Like so many over the past year and a half, I found myself spending more time online, seeking connection and conversation. I opened social media and was met with another post about one of my favorite bands, naming one the members as the survivor’s assailant.
I was in shock, but I received the information through a trauma-informed lens, one I’d like to deem full of compassion and empathy. Unfortunately, others in the comment section didn’t quite fall under this umbrella, jumping to the defense of one of their idols at the expense of another’s pain and suffering.
It was easy for me to see what my fellow survivor was experiencing in putting her story out there only to be ostracized. I found myself admitting silently I wasn’t sure if I could ever be quite as brave as she to share so publicly. The first time I had shared my story in a much smaller setting, I was shut down. I found myself writing dozens of comments, defending a stranger on the internet as if she were someone I had known my entire life, unsure why I felt so inclined to.

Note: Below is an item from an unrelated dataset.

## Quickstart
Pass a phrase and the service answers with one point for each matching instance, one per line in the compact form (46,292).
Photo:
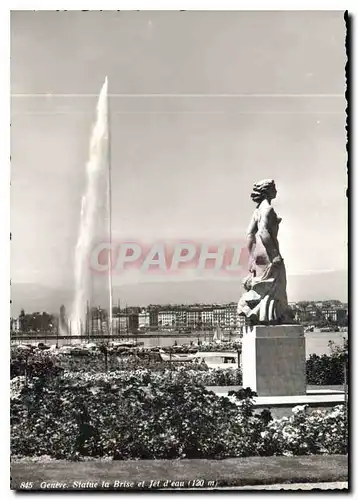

It was a reminder that telling my own story didn’t feel safe; I needed a community.
The stars aligned, and a post from Jamie Sivrais (founder of AVFTI) appeared on my feed, introducing me to the organization. For the first time in a long time, I felt like there was something I could do to make a difference.
I couldn’t silence or change the minds of those who refuse to open their minds to statistics on assault and trauma. But what I COULD do was volunteer, adding another voice in aid of drowning out the negativity of invalidation.
I have only been volunteering for AVFTI for a few months, but I can say with certainty that my short time with this organization has been moving, powerful, and inspiring. Week after week, I have been privileged to read the brave stories from survivors of all walks of life who come forward and choose to share with us …and in each story, I healed a little piece of myself but was still too scared to share my own.
Finally, when I was ready, I took the step from volunteer to storyteller. The outpouring of love and support I received surprised me, even though that is exactly what this community is intended to do. While sharing my story again was scary, the healing I found from not receiving blame, invalidation, or critique has allowed me to come to terms with some of what I have been hiding.
These stories stay with me. I carry them around like bricks – not in a sense that they weigh me down, but in that they are helping rebuild the foundation of my self worth.
There are other people out there who understand. I am one of those people who can understand. I can be understood. And although at times the reason for the understanding can feel like a curse, today, I’m choosing to see it as a blessing. There is no stronger bond than the solidarity of survivors and the power of our storytelling.